The focus group was comprised of 26 participants ranging widely in expertise from architects to physical therapists to environmental experts, and was led by Professor Robin Moore and his Natural Learning Initiative Department from N.C. State.
“We’re creating a space where the genetic endowment of each individual can flower,” said Moore, who with his team has created a variety of natural learning environments at schools in the U.S. and Europe. “Nature is the tie between subject matters, an idea about learning that is beyond individual subject matters.”
The four-hour discussion began with a creative exercise, with each participant drawing their visions for the Salisbury Academy outdoor space with markers on a legal-sized sheet of paper. Some participants drew thought maps while others depicted their visions with imagery.
Lisa Wear, coordinator for the environmental education certification program at Catawba College, drew a big-picture map of the elements that the outdoors space should include and inform upon.
“One of the goals of environmental education is to engage students in action research so that they understand conservation in real-world applications,” said Wear.
Over the course of the afternoon, proposed ideas for the future outdoor space included an outdoor amphitheater, wooded areas for discovery, walking trails, gardens and age-appropriate elements such as variable walking surfaces and natural climbing areas.
Through the discussion, a mission and vision for the project took shape. Participants aimed to create a place where children are confident, connected to nature and comfortable taking risks.
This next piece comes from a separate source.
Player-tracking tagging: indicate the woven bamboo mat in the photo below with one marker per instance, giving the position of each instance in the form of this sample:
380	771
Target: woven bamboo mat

The Salisbury Academy outdoors space of the future will be an experience that nurtures critical thinking about global environmental issues and produces stewards of the earth.
The benefits of the outdoors experience will carry over to indoors learning as well, explained Lane Wallace, sustainability consultant. Wallace sited a major study which proved a 20 to 26 percent faster learning rate in students in naturally-lit learning spaces with direct views of the outside.
Kim Petty, third-grade teacher for Salisbury Academy said that her students are living examples of these studies. Her students currently spend 40 minutes per day outside, and Petty would like to grow that number substantially.
“Kids do best outside,” said Petty. “I get very excited about what can happen out there.”
At the close of the meeting, Moore shared that the Salisbury Academy focus group was one of the most idea-filled and productive sessions he has experienced in his career. Moore’s team from the Natural Learning Initiative will compile a report and outline for the strategic plan in the coming months, as well as provide a cost estimate for the projects ahead.
Among the round-table participants eager to see the plan take shape is Sandy Jordan, junior kindergarten teacher for Salisbury Academy.
“It’s all about connecting children with nature and growing their love for the natural world,” said Jordan. “We can teach them to care for their world, but they’re not going to do it unless they love it.”